Type- A personalities have a goal-pursuit mindset as default hardwiring. This is excellent for executing and producing achievement. Nonetheless, it also creates anxiety. You’re always focused on the future because nothing you do is enough. This mindset taken to the extreme comes with an internal narrative that follows along the lines of “only if X happens, I can then allow myself to be happy, to be satisfied, to feel good about myself, to feel successful, etc.”. This is the byproduct of the belief that there is no inherent worth, so consequently, you have to “earn respect and validation” through rewards (money, status, achievements, skill, knowledge, toughness, etc.)

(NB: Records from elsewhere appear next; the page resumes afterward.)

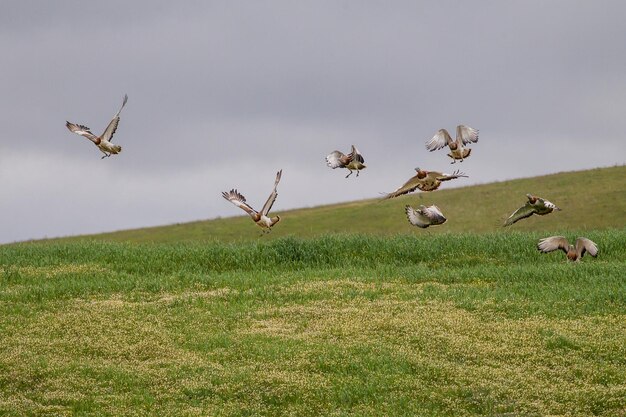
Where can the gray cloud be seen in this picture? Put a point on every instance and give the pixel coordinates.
(222, 94)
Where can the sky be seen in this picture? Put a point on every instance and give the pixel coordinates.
(224, 94)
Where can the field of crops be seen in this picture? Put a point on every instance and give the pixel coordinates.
(429, 324)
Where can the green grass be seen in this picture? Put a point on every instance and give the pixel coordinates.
(591, 200)
(419, 324)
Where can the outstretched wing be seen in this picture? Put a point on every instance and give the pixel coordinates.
(553, 243)
(337, 159)
(434, 215)
(585, 245)
(112, 127)
(466, 134)
(521, 213)
(416, 217)
(447, 177)
(441, 139)
(270, 200)
(83, 131)
(408, 187)
(240, 201)
(355, 155)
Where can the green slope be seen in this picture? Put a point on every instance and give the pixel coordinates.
(591, 199)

In my personal life, I realized this a delusion as every achievement opens the possibility for more significant achievements within the horizon. There are hundreds of stories of millionaires, celebrities, and world-class performers who hang themselves because they didn’t found any joy or satisfaction in the goal they had worked towards for years. Most of the valued milestones in western society don’t preserve their value once they are obtained. That is because our brain is wired to look for the next shiny object. In psychology, this phenomenon is known as hedonic adaptation. It is defined as the tendency to quickly return to a relatively emotionally stable level despite major recent positive or negative events or life changes. From a neurological standpoint, your attention jumps right away to the next goal because no long after achieving a goal, your brain stops producing Dopamine, the neurotransmitter of pleasure. It is the same reason human beings are wired to believe that “the grass is always greener on the other side of the hill.”

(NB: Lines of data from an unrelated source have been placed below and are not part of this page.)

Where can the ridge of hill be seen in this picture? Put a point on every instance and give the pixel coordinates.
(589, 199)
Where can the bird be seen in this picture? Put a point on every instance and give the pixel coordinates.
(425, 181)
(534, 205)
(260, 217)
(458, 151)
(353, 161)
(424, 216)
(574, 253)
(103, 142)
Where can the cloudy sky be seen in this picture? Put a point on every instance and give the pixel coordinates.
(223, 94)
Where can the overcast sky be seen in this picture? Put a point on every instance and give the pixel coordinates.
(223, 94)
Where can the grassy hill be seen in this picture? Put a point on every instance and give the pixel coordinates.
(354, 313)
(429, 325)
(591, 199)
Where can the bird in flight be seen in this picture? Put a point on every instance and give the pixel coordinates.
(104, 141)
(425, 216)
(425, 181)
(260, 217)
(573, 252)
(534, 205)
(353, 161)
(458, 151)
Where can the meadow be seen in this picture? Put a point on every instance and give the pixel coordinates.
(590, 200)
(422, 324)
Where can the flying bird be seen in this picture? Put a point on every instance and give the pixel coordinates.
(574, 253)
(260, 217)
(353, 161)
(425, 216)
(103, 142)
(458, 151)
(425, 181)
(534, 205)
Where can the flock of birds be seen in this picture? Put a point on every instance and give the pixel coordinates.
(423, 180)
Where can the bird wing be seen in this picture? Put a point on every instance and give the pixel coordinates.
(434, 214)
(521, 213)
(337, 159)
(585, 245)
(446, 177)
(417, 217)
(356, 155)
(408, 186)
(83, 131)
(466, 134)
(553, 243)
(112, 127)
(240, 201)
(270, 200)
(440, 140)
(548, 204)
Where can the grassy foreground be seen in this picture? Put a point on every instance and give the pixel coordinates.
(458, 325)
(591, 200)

If you are convinced yourself that there is no time for savoring, no time for receiving appraisals, no time for acknowledging the positive on your work, and lastly, no time for relaxing. Let me tell you, my friend, that you might be already trapped in that downward spiral because guess what… there will always be undone tasks ready for you to act on. There is still the possibility of achieving more. Brene Brown’s book Gift of imperfection tries to convey that no matter what gets done, how it’s done, and how much of it gets done… you are enough. There is power in always acting from a place of self-love and worthiness. Self-care and self-love are not selfish acts because how you treat others is only a reflection of how you treat yourself.
I learned from the book, High Performers Habits by Brendon Burchard that being satisfied doesn’t mean “settling.” It simply means accepting and taking pleasure in what is. It’s allowing yourself to feel contentment whether or not a thing is complete or “perfect.” You have to allow yourself to feel fulfilled and enjoy the journey now. That doesn’t have to bring your performance down. The more you value keeping yourself healthy, joyful, energetic, the more you can unleash your potential to impact others’ lives. Likewise, it is the only way to maintain your career growth sustainable over the long term.

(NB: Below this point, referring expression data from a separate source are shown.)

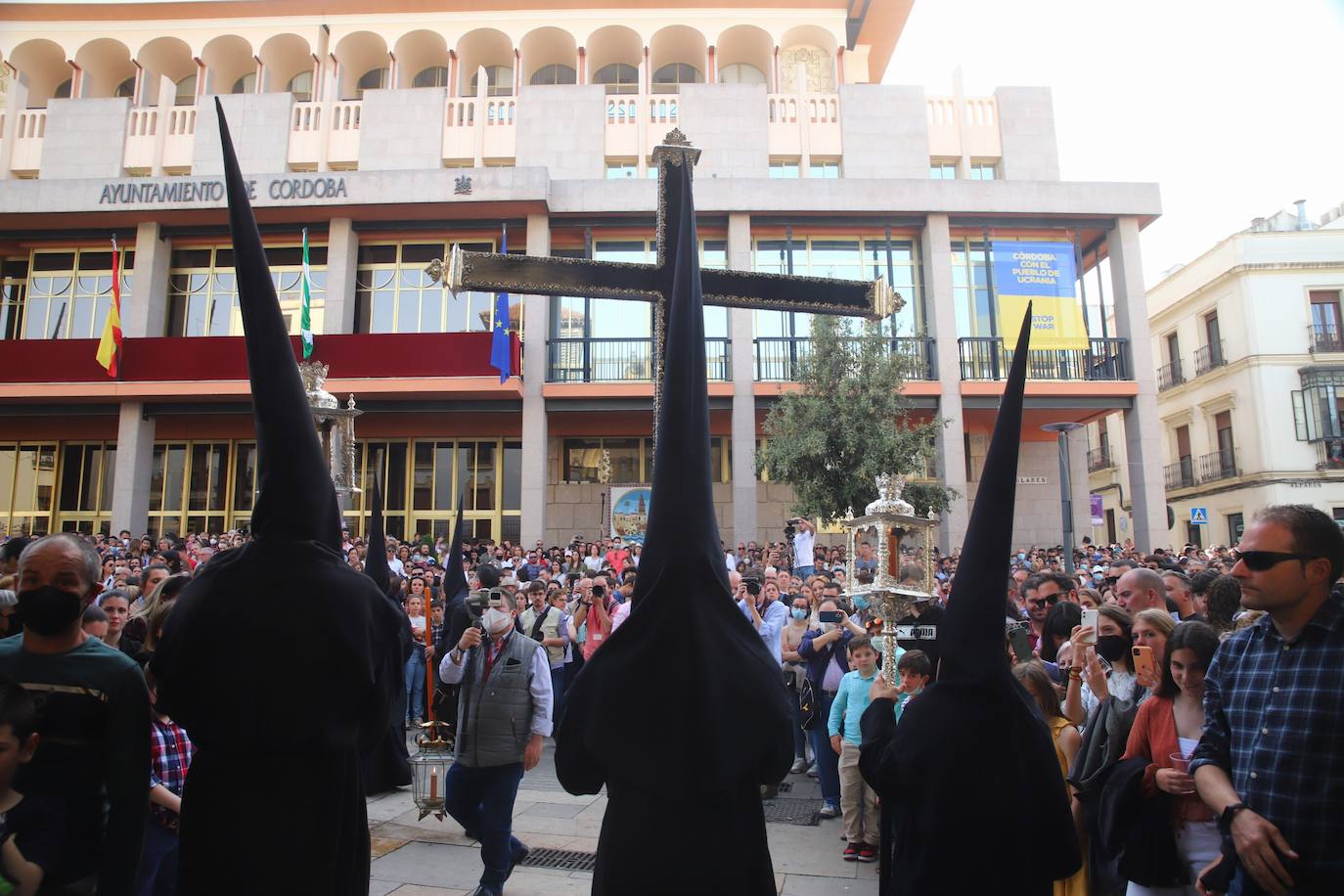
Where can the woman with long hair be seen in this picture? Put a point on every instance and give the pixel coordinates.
(1067, 741)
(1100, 666)
(416, 662)
(137, 626)
(1165, 733)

Here are three different strategies that will help you to break the inertia of a goal-pursuit mindset:
1. Create awareness of the present moment and cultivate an appreciation for what you already have.
2. Reflect and journal what’s going well. Record any progress, any wins.
3. Be aware of hedonic adaptation and start valuing the process more than the desired outcome.
4. Whenever you begin a conversation, talk about what’s working, what people are excited about, what difference your efforts are making in others, and maybe the one great thing that has happened that can spread joy, pride, and fulfillment. This doesn’t mean you neglect what isn’t going well… but it balances your negative biases.
A breakthrough I had in my own life, which helped me break this thought of pattern, was to realize that external achievements are not absolute. Their value is connected to what is essential to you. The main issue is that goals are valued based on the individual worldview shaped by the personal background, not by objective standards. If others can find meaning in their lives without aiming to achieve your same goals, so you do. Despite this, this is not an invitation to stop aiming towards what you want to achieve but rather to refuse to play a “zero-sum game” where your value as a person depends on your results. One of the most valuable lessons I learned from Tony Robbins is that fulfillment is not a byproduct of achievement. Being fulfilled is an art in itself, and unless you start cultivating it, you will never feel whole.
So my question is, if you couldn’t achieve anything else in your life, would you feel enough?